I performed 10 tests with Pingdom from each of the 4 locations to my website before and after paying for Argo, these are the average page load times for the website from each of the 4 locations with just the standard Cloudflare Pro plan.

LocationAverage time in ms
Stockholm821ms
Dalas659ms
Melbourne2280ms
San Jose856ms

I should also note that the origin web server is hosted in AWS on the US East coast, so unless we have a 100% cache hit rate some requests will be going back to this origin server. This explains why the Australia result is so much worse to the rest as it’s the furthest away by distance to the web server.

After Argo

After accepting to pay $5 per month + $0.10 per GB of bandwidth, Argo was activated and I ran the tests again, results below.

LocationAverage time in ms
Stockholm790ms
Dalas613ms
Melbourne1330ms
San Jose721ms

Here’s how the difference looks graphically.

Cloudflare Argo Speed Test Benchmark

So we can see that in most cases, Argo appears to offer a slight improvement. The improvement in Australia actually appears to be quite drastic, but I’m happy with that as I’m based in Australia.

Based purely on these results, I’ll probably keep Argo for a while and see how it goes. I’m quite happy to pay for faster speeds, even if those speeds are marginal in most cases, perhaps I’m crazy. I think the price is pretty fair, it’s not a huge barrier to entry so if you test it out be sure to let me know the speed differences that you see with Argo.

Summary

This was by no means an in depth and conclusive test, but I believe the quick and dirty Argo benchmark results have shown that Argo does have something to offer in terms of speeding up your website further. I think it’s an interesting offering to the Cloudflare stack and I’m interested to see what they bring out next.

Leave a comment ?

15 Comments.

  1. Interesting. Would be interesting to compare these with the baseline performance (without CloudFlare).

  2. Nice!! Thanks for this! I was just wondering about how big the difference would be. Can you update this post a month from now with cost? I guess it can be calculated/projected though.

    Thanks again.

    • No problem, sure thing! I have a good idea of the estimate for my site, but it will vary based on your bandwidth. I’ll update the post after my first month with the information.

  3. Nice! Please let us know about your costs in 1-2 months. Thank you!

  4. Looking at your waterfall reports…can you see where the time is being improved from? I’m curious to know if ARGO improves your TTFB.

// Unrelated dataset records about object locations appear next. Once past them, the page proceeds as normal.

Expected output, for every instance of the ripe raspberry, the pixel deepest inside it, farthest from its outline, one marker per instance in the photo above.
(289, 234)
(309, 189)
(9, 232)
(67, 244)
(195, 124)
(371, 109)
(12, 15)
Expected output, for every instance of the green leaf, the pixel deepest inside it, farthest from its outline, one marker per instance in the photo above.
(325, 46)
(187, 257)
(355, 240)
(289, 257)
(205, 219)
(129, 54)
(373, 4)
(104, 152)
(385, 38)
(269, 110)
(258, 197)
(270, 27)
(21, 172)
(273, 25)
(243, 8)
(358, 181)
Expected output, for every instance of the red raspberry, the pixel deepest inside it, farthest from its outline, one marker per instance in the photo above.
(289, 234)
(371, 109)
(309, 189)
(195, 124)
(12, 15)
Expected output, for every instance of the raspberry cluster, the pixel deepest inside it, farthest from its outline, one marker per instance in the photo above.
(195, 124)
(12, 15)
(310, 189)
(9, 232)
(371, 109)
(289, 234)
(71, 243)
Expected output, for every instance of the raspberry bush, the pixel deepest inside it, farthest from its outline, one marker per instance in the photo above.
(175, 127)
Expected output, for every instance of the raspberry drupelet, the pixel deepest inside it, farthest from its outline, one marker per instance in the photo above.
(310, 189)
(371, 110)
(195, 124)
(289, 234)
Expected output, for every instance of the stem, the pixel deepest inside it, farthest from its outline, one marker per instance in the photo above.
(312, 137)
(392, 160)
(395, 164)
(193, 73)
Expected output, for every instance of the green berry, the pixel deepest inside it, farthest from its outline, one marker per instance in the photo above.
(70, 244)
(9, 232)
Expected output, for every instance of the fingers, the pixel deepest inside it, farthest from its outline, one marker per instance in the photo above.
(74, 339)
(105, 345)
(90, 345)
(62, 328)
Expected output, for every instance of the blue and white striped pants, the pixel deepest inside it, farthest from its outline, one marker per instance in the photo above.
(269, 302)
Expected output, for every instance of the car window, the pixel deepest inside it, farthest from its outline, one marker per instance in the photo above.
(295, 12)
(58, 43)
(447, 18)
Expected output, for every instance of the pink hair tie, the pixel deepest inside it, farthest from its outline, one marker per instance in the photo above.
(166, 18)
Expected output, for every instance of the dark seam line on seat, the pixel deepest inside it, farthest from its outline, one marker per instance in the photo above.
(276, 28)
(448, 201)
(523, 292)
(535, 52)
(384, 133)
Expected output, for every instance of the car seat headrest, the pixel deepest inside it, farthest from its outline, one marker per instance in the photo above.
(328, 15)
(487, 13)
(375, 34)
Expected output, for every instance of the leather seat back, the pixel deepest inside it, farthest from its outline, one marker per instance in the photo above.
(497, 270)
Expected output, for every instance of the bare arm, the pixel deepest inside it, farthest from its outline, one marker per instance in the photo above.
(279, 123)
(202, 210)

    • I’d be really interested to know the answer to this too as it could improve Google PageSpeed Insights scores

  5. We’re in the US and do business exclusively with US customers. So the Sweden and Australia results are less important for us. For the US results, I’m not sure I want to pay for a .135s decrease in load time. I don’t think that’s even a perceptible difference for the avg user. If it were a decrease of 1 second, then I’d maybe reconsider.

    • this fellow said that he was Based in Australia, and the results from Australia are fantastic. So assumedly if he were based in the US it would be similar to the results in Australia. At least that is how I read it.

      • I’m not sure that’s the case, although I personally am in Australia, I used a third party service (pingdom) which tested from different countries, one of which happened to be Australia. So the same thing should happen with the US test for instance, eg the US pingdom server would have gone to a US Cloudflare PoP in the same manner. Australia does have pretty bad network infrastructure though, so it’s not too surprising that there is more of a difference here.

  6. do I need this if my site already using CDN services such as maxcdn?

    • You’d likely be using those services rather than Cloudflare itself, this is just an extra on top of Cloudflare that it offers. I am not sure what other providers offer a similar service of using their own network in this manner, I’ve heard of some before.

  7. i will buy it today, thanks for sharing ur experience Jarrod.

  8. Curious to know if you are still running Argo and what your thoughts are at this point?

    • I stopped it a couple of months ago, it could be more worthwhile for a larger site that sells product where you need maximum speed, but for my blog it didn’t seem worth spending extra for long term.